Average national asking price in April climbs to new national record of $521,729, while new listings and total inventory plummet

Auckland average asking price inches up to

new high of $789,581

AUCKLAND, 1 May 2015 – The New Zealand property market in April continued the trend of the last four consecutive months with yet another increase in average asking price, creating a new record of $521,729, an increase of 1.4% on the previous month.

The latest monthly property data from Realestate.co.nz showed that Auckland, where the average asking price rose by 3% to a new high of $789,581, continued to be the main driver in the overall national increase - no other region experienced a new record in average asking price in April.

In fact, most parts of New Zealand experienced either little change or decreases in average asking price during the month. In Wellington the average asking price dropped slightly by 1.4% to $455,611, while Canterbury also experienced a small decrease of 0.8% to $463,175. The biggest drops occurred in Central Otago where the average asking price in April fell by 17.3% to $604,729, while the average in Southland fell by 11% to $232,549.
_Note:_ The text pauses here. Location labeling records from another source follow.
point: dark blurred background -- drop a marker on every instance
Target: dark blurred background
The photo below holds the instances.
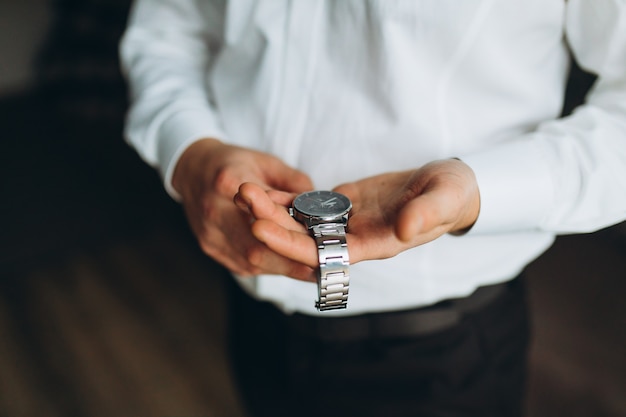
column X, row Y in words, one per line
column 107, row 307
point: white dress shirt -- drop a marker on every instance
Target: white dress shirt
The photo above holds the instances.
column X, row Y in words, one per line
column 347, row 89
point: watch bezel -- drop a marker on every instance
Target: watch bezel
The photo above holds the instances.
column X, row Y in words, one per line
column 311, row 218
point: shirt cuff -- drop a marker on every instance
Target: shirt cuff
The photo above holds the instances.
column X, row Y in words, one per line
column 515, row 185
column 176, row 134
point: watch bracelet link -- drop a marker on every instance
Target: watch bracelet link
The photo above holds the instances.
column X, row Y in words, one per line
column 333, row 275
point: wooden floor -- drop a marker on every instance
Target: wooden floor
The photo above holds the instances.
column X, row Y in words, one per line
column 107, row 307
column 137, row 329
Significantly, the number of new listings was the lowest recorded for April by Realestate.co.nz, with only 9,673 coming on to the market, a fall of 5.6% on the same time last year, and a decrease of 18% from March. In addition, the national average in overall inventory* of available housing stock for salefell to an all time low of only 21.3 weeks in April. The previous record low of 21.4 weeks was set in January, while the long-term national average is 36 weeks.



CEO of Realestate.co.nz, Brendon Skipper says, “The drop in listings coupled with the record low total inventory shows that sellers in many parts of New Zealand are experiencing very favourable conditions. As a result, robust average asking prices continue to be maintained at record levels, and the market appears to be meeting them.”